Toms Hardware did a Power Consumption chart for that Ryzen 7-1800X processor, so if you aren't getting something closer to 60 watts there has to be a reason (high load, lots of disks etc) :
AMD Ryzen 7 1800X CPU Review
My guess is swapping in the R7-360 graphics probably didn't have a big reduction because that card itself is a power hog (quoted from:
AMD Radeon R7 360 Review | Trusted Reviews ) , but since you need a graphics card for that processor if you don't need actual GPU performance lift for graphics you might try to find something lower power. So far the lowest power consumption card I can find online is 30W GT1030 (GDDR5 version), note that this card is WORSE performer than AMD 2200G APU graphics and almost certainly worse than Intel iGPU but if you just need basic Windows desktop might still be OK. As far as I can tell there is no PCIE Intel igpu equivalent where you can get basic graphics and a tiny power bump for AMD processors.

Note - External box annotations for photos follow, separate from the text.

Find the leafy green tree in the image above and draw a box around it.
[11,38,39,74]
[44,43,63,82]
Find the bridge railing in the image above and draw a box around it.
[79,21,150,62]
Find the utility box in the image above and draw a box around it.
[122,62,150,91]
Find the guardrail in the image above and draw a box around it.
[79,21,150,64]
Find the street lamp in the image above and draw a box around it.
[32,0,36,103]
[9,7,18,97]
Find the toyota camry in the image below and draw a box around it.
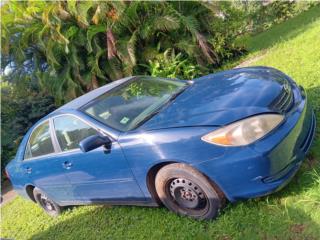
[6,67,315,219]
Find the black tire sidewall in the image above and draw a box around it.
[155,163,222,220]
[33,187,62,217]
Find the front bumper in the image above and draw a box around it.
[197,85,316,201]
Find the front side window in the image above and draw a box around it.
[53,115,97,151]
[82,77,187,131]
[24,121,54,159]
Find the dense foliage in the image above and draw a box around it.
[1,1,246,103]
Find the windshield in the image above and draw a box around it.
[81,77,187,131]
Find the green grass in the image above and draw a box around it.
[1,8,320,240]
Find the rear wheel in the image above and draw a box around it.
[33,188,62,217]
[155,163,224,219]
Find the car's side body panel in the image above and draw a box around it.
[7,67,315,208]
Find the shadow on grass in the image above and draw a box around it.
[244,5,320,52]
[30,203,320,240]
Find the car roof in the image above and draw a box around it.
[50,76,135,115]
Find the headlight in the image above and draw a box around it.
[201,114,284,146]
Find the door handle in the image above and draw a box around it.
[62,161,72,169]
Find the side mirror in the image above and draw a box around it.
[79,135,111,152]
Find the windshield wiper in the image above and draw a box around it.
[133,82,192,129]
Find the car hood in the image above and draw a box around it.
[141,67,288,130]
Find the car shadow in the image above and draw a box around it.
[30,203,320,240]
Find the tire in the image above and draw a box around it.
[33,187,63,217]
[155,163,225,220]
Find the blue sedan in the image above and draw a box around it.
[6,67,315,219]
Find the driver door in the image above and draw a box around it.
[53,114,144,202]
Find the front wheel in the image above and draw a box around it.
[33,188,62,217]
[155,163,224,220]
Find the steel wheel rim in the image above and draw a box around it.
[167,178,208,211]
[40,194,56,212]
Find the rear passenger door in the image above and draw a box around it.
[21,120,71,202]
[53,114,144,202]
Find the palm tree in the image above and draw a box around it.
[1,1,219,103]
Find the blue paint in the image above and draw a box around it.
[6,67,315,205]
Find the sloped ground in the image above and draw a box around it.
[1,7,320,240]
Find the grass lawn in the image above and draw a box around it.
[1,7,320,240]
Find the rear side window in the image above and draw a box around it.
[24,121,54,159]
[53,115,97,151]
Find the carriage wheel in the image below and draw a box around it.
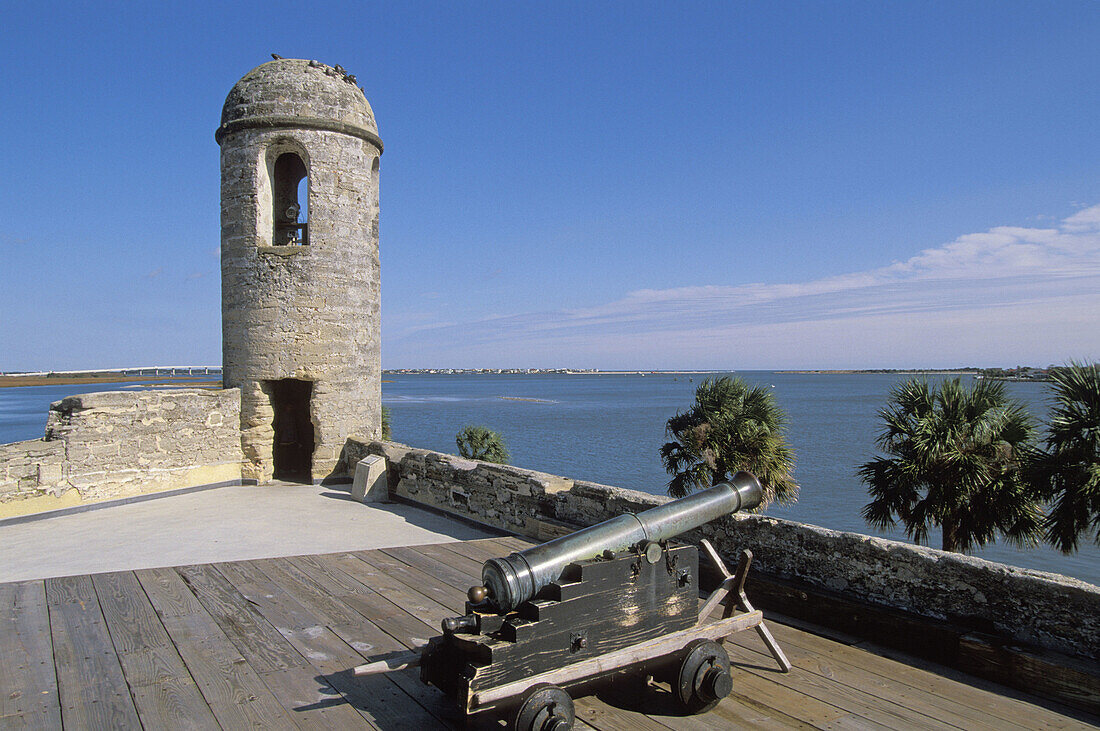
[512,683,574,731]
[674,640,734,713]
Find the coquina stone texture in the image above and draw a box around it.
[344,439,1100,660]
[217,58,382,481]
[0,389,242,517]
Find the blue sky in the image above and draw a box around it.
[0,1,1100,370]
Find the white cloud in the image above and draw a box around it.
[383,206,1100,367]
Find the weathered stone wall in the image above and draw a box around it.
[219,58,382,481]
[345,440,1100,660]
[0,389,242,517]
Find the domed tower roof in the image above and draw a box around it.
[215,58,382,151]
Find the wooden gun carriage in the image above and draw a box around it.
[354,473,791,731]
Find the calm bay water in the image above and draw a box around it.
[0,372,1100,585]
[382,372,1100,585]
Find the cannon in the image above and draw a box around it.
[353,472,791,731]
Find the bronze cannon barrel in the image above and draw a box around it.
[481,472,763,611]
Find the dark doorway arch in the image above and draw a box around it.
[266,378,316,483]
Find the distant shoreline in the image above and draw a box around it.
[773,368,978,376]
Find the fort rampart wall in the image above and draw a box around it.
[344,439,1100,661]
[0,389,242,518]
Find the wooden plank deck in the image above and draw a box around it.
[0,538,1100,731]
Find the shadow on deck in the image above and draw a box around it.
[0,538,1100,731]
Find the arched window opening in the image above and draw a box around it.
[371,157,382,241]
[272,153,309,246]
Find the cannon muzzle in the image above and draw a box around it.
[470,472,763,612]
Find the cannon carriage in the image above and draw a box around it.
[354,473,791,731]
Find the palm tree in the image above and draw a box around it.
[661,376,799,507]
[454,427,508,465]
[859,378,1043,553]
[1034,363,1100,553]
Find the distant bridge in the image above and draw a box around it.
[0,366,221,378]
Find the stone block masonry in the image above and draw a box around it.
[0,389,242,518]
[344,438,1100,662]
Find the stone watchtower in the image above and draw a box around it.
[216,58,382,481]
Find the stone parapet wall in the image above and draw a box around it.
[0,389,242,517]
[345,439,1100,660]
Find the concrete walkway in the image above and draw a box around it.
[0,483,494,582]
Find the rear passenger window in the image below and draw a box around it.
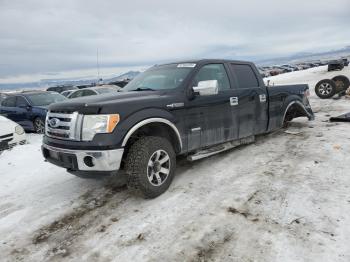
[194,64,230,91]
[231,64,259,88]
[1,96,16,107]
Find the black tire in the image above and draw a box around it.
[332,75,350,92]
[33,117,45,134]
[315,79,337,99]
[125,136,176,198]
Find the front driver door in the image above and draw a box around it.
[186,63,238,151]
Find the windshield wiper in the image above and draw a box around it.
[130,87,155,91]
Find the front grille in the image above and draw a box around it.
[45,111,83,141]
[0,133,13,140]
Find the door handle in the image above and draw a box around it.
[230,96,238,106]
[259,94,266,103]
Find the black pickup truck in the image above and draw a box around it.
[42,60,314,198]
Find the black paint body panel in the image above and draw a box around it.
[44,60,313,154]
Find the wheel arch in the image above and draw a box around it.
[282,100,312,125]
[122,117,183,153]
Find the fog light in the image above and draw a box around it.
[84,156,95,167]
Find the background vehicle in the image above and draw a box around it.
[42,60,314,198]
[0,93,7,105]
[328,60,344,71]
[0,116,26,152]
[0,91,67,133]
[68,85,120,98]
[46,85,79,93]
[315,75,350,99]
[61,90,75,97]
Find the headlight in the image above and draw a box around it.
[15,126,24,135]
[82,114,120,141]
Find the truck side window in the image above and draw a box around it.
[230,64,259,88]
[16,96,28,107]
[194,64,230,91]
[69,90,83,98]
[2,96,16,107]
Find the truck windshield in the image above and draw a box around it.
[122,64,193,92]
[28,93,67,106]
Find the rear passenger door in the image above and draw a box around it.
[1,96,17,122]
[230,63,268,138]
[16,96,32,128]
[186,63,238,151]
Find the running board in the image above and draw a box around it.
[187,136,255,161]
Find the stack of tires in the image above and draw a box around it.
[315,75,350,99]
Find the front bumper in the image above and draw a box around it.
[42,144,124,172]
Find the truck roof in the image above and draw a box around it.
[155,59,254,66]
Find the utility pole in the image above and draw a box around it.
[96,48,100,85]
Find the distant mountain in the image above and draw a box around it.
[255,46,350,65]
[103,71,141,83]
[0,71,141,91]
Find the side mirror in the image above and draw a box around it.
[193,80,219,96]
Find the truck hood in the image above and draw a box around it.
[49,91,170,114]
[0,116,18,136]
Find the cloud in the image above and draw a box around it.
[0,0,350,78]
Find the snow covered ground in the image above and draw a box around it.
[0,67,350,261]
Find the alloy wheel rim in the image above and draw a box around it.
[147,150,171,186]
[319,83,333,95]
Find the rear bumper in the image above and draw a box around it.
[42,144,124,172]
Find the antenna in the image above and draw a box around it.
[96,48,100,85]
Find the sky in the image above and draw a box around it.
[0,0,350,83]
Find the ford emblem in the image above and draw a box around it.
[48,118,60,128]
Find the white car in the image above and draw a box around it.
[0,116,26,152]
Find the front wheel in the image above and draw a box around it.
[315,79,337,99]
[33,117,45,134]
[125,136,176,198]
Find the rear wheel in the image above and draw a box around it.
[125,136,176,198]
[315,79,337,99]
[33,117,45,134]
[332,75,350,91]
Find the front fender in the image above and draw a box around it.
[113,108,182,147]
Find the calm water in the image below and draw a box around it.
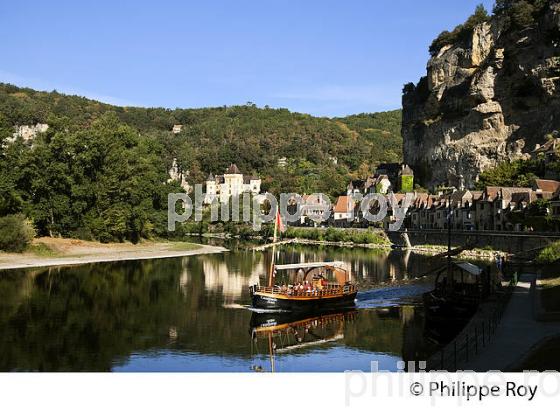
[0,247,446,372]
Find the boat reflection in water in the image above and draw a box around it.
[250,308,358,372]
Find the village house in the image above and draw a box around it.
[167,158,192,193]
[333,195,356,227]
[204,164,261,205]
[300,194,331,227]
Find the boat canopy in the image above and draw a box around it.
[455,262,482,276]
[274,261,345,271]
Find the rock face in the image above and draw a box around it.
[402,2,560,188]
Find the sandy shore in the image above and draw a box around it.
[0,238,227,270]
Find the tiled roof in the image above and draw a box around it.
[226,164,241,174]
[334,195,352,213]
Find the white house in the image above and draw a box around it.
[204,164,261,204]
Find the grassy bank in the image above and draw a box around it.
[282,227,391,246]
[0,237,223,270]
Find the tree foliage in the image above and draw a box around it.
[430,4,490,56]
[0,84,402,242]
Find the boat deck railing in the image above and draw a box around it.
[255,284,357,297]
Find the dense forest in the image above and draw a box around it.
[0,84,402,245]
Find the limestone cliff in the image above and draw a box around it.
[402,1,560,187]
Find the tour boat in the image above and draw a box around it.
[250,212,358,311]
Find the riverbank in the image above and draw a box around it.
[0,238,228,270]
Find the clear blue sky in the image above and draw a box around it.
[0,0,493,116]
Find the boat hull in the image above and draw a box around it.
[252,292,358,312]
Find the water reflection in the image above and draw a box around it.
[0,246,442,371]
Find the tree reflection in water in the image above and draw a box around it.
[0,247,442,371]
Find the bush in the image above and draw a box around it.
[0,214,35,252]
[430,4,490,56]
[536,241,560,263]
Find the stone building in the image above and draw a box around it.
[204,164,261,204]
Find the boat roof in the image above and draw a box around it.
[455,262,482,276]
[274,261,344,271]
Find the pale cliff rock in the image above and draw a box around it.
[402,2,560,187]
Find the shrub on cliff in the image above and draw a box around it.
[0,214,35,252]
[494,0,550,29]
[430,4,490,56]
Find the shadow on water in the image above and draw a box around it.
[0,242,450,371]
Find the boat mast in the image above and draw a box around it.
[268,209,280,288]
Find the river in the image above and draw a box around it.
[0,245,450,372]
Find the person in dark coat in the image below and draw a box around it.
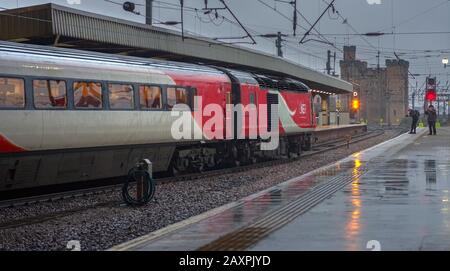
[425,104,437,135]
[409,109,420,134]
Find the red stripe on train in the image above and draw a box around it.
[0,134,25,153]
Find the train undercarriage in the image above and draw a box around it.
[0,134,311,191]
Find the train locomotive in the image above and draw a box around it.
[0,42,316,191]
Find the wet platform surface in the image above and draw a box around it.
[314,124,367,132]
[112,128,450,250]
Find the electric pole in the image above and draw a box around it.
[326,50,336,75]
[145,0,153,25]
[275,32,283,57]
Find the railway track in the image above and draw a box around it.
[0,130,396,211]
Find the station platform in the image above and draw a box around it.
[110,128,450,251]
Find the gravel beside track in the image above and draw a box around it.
[0,130,399,253]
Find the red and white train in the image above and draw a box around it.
[0,42,315,191]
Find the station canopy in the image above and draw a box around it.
[0,4,353,94]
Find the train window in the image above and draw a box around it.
[167,87,189,109]
[108,84,134,109]
[73,81,102,109]
[33,80,67,108]
[0,77,25,108]
[249,93,255,104]
[139,86,162,109]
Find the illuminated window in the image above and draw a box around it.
[139,86,162,109]
[33,80,67,108]
[73,82,103,109]
[108,84,134,109]
[167,87,188,109]
[0,77,25,108]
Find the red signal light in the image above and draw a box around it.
[425,89,437,102]
[352,99,359,110]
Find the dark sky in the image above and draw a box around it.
[0,0,450,92]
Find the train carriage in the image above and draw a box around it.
[0,42,315,191]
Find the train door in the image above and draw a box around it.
[247,89,259,139]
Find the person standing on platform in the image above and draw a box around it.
[409,109,420,134]
[425,104,437,135]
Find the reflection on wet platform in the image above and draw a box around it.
[113,129,450,250]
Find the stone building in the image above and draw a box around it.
[340,46,409,125]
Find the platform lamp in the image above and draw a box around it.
[442,57,448,68]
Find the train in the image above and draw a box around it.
[0,41,316,191]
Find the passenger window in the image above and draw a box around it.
[249,93,255,104]
[0,77,25,108]
[139,86,162,109]
[73,82,103,109]
[108,84,134,109]
[167,87,189,109]
[33,80,67,109]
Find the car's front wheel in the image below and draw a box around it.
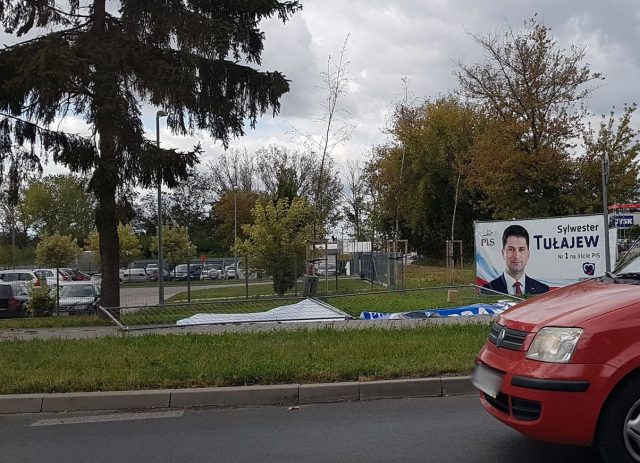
[596,375,640,463]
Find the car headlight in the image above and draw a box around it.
[527,327,582,363]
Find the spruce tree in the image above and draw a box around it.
[0,0,301,306]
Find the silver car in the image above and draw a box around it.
[58,281,100,314]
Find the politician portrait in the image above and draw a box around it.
[483,225,549,296]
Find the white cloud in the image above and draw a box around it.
[12,0,640,179]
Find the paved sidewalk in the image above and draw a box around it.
[0,376,475,414]
[0,315,493,341]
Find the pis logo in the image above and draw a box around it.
[582,262,596,276]
[480,229,496,246]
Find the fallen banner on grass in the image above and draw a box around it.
[176,299,352,326]
[360,301,517,320]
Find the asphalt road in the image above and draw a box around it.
[120,282,271,307]
[0,395,596,463]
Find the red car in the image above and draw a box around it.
[472,273,640,463]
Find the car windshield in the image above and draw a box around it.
[60,285,94,297]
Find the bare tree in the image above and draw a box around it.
[294,35,355,240]
[342,161,369,241]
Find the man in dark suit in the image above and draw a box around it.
[483,225,549,295]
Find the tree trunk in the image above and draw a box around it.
[91,0,120,307]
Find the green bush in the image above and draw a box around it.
[27,285,56,317]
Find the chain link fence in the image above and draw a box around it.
[100,285,520,329]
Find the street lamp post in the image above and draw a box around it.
[233,185,239,272]
[4,190,16,269]
[156,111,167,305]
[602,151,611,272]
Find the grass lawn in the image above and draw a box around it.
[0,323,489,394]
[0,315,113,330]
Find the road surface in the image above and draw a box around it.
[0,395,596,463]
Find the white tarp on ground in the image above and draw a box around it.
[176,299,350,326]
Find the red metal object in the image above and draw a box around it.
[476,280,640,445]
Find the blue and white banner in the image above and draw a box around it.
[360,301,517,320]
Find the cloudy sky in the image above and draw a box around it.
[50,0,640,174]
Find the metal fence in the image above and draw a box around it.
[100,285,519,330]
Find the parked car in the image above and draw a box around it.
[0,281,31,317]
[120,268,149,283]
[33,268,70,286]
[58,281,100,315]
[144,264,158,280]
[173,264,202,280]
[145,267,173,281]
[60,268,91,281]
[200,264,224,280]
[472,254,640,462]
[316,262,337,276]
[0,269,50,286]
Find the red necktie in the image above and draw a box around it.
[513,281,522,296]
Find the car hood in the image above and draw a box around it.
[498,280,640,332]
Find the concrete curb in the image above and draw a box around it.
[0,376,476,414]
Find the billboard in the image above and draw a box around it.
[475,215,616,294]
[613,215,634,228]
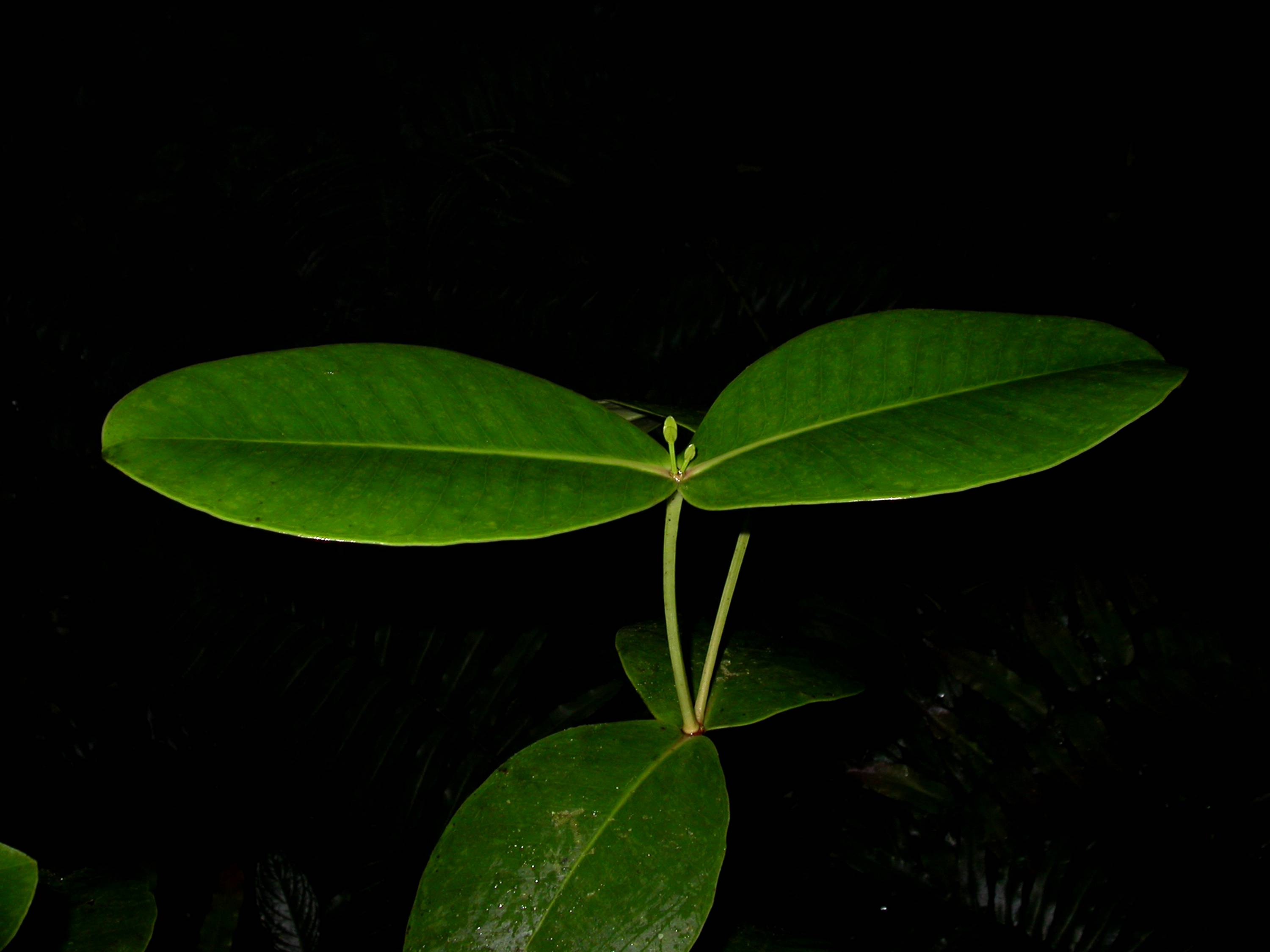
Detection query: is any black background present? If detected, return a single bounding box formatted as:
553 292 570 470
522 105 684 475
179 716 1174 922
0 5 1264 949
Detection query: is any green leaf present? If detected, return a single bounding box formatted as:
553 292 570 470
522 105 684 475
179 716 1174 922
0 843 39 948
102 344 674 545
617 622 864 730
405 721 728 952
681 311 1186 509
44 869 159 952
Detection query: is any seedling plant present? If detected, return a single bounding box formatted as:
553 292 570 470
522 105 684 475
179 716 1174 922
0 310 1185 952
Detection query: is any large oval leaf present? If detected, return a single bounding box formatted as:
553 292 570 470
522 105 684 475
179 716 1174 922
44 869 159 952
617 622 864 730
681 311 1186 509
0 843 39 948
102 344 674 545
405 721 728 952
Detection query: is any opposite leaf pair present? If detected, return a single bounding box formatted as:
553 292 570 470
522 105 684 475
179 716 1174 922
102 311 1185 545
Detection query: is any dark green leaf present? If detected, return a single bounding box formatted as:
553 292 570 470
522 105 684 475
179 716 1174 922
851 760 952 814
102 344 674 545
681 311 1186 509
44 871 159 952
940 647 1049 727
617 622 864 730
596 400 704 433
405 721 728 952
0 843 39 948
255 853 319 952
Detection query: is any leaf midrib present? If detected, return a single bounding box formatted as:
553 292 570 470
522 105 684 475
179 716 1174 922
681 359 1165 482
107 437 671 479
525 734 691 949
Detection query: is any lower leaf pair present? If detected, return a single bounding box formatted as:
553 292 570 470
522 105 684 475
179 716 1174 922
405 623 860 952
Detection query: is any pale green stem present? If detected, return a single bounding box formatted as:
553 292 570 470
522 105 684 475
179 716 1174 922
693 526 749 725
662 490 701 734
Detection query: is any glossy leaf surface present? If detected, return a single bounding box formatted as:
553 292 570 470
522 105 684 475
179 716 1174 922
44 871 159 952
405 721 728 952
681 310 1186 509
102 344 674 545
617 622 864 730
0 843 39 948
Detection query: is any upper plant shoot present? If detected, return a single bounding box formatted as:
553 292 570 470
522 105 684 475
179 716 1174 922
102 310 1186 545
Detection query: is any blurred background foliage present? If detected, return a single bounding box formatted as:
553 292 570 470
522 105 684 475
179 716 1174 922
0 4 1267 949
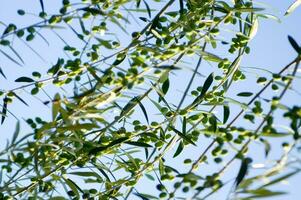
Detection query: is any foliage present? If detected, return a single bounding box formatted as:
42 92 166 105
0 0 301 200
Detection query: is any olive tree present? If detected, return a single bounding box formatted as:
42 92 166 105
0 0 301 200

Nothing has changed here. The R7 360’s peak temperature of 69 degrees is a little higher than both Nvidia cards. The AMD card’s idle and peak power consumption figures of 83W and 171W are higher, too: the GTX 750 hit 77W and 123W in those tests, and the GTX 750 Ti topped out at 74W and 169W.
If you can handle the power consumption near-term, possibly the AMD Ryzen 4000 series APU will be a good option for you in the 8c/16t version with built in graphics and may even fit into your existing board with a BIOS update if it supports APU's (too early to be sure).